You can now see that the life of a cell is dependent on a rich soup of enzymes that float in the cell's cytoplasm.
An antibiotic is a poison that works to destroy bacterial cells while leaving human cells unharmed. All antibiotics take advantage of the fact that there are many differences between the enzymes inside a human cell and the enzymes inside a bacterium. If a toxin is found, for example, that affects a particular E. coli enzyme that does not even exist in human cells, then it may be an effective antibiotic. Streptomycin, for example, is an antibiotic that can gum up the ribosome in a bacterium but leaves human ribosomes unharmed (a ribosome is a large enzyme that helps to turn DNA information into new enzymes).
Penicillin was one of the first antibiotics. It gums up certain bacteria's ability to build cell walls. Since bacterial cell walls and human cell walls are very different, penicillin has a big effect on certain species of bacteria but no effect on human cells. The sulfa drugs work by disabling an enzyme that manages the creation of nucleotides in bacteria but not in humans. Without nucleotides, the bacteria cannot reproduce.

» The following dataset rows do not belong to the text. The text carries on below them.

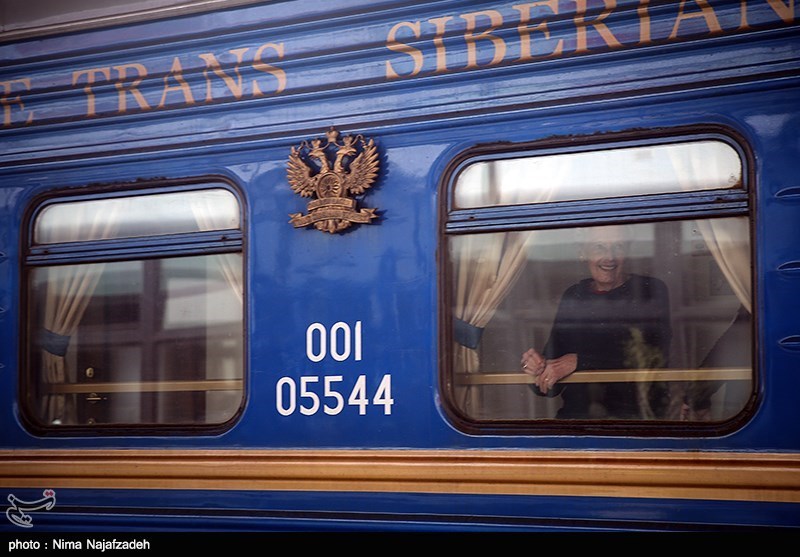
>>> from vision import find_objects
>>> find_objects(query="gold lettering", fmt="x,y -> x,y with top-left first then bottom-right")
461,10 -> 506,68
767,0 -> 794,23
253,43 -> 286,97
636,0 -> 651,44
739,0 -> 794,31
428,15 -> 453,73
158,56 -> 194,108
0,77 -> 33,126
575,0 -> 622,54
386,21 -> 424,79
114,64 -> 150,114
199,48 -> 249,102
669,0 -> 722,40
72,68 -> 111,116
513,0 -> 564,62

Antibiotics only work on living cells. Bacteria are living cells. Antibiotics have no effect on viruses. See How Viruses Work for details.
You can see that the search for new antibiotics occurs down at the enzyme level, hunting for differences between the enzymes in human and bacterial cells that can be exploited to kill bacteria without affecting human cells.
The problem with any antibiotic is that it becomes ineffective over time. Bacteria reproduce so quickly that the probability for mutations is high. In your body, there may be millions of bacteria that the antibiotic kills. But if just one of them has a mutation that makes it immune to the antibiotic, that one cell can reproduce quickly and then spread to other people. Most bacterial diseases have become resistant to some of the antibiotics used against them through this process.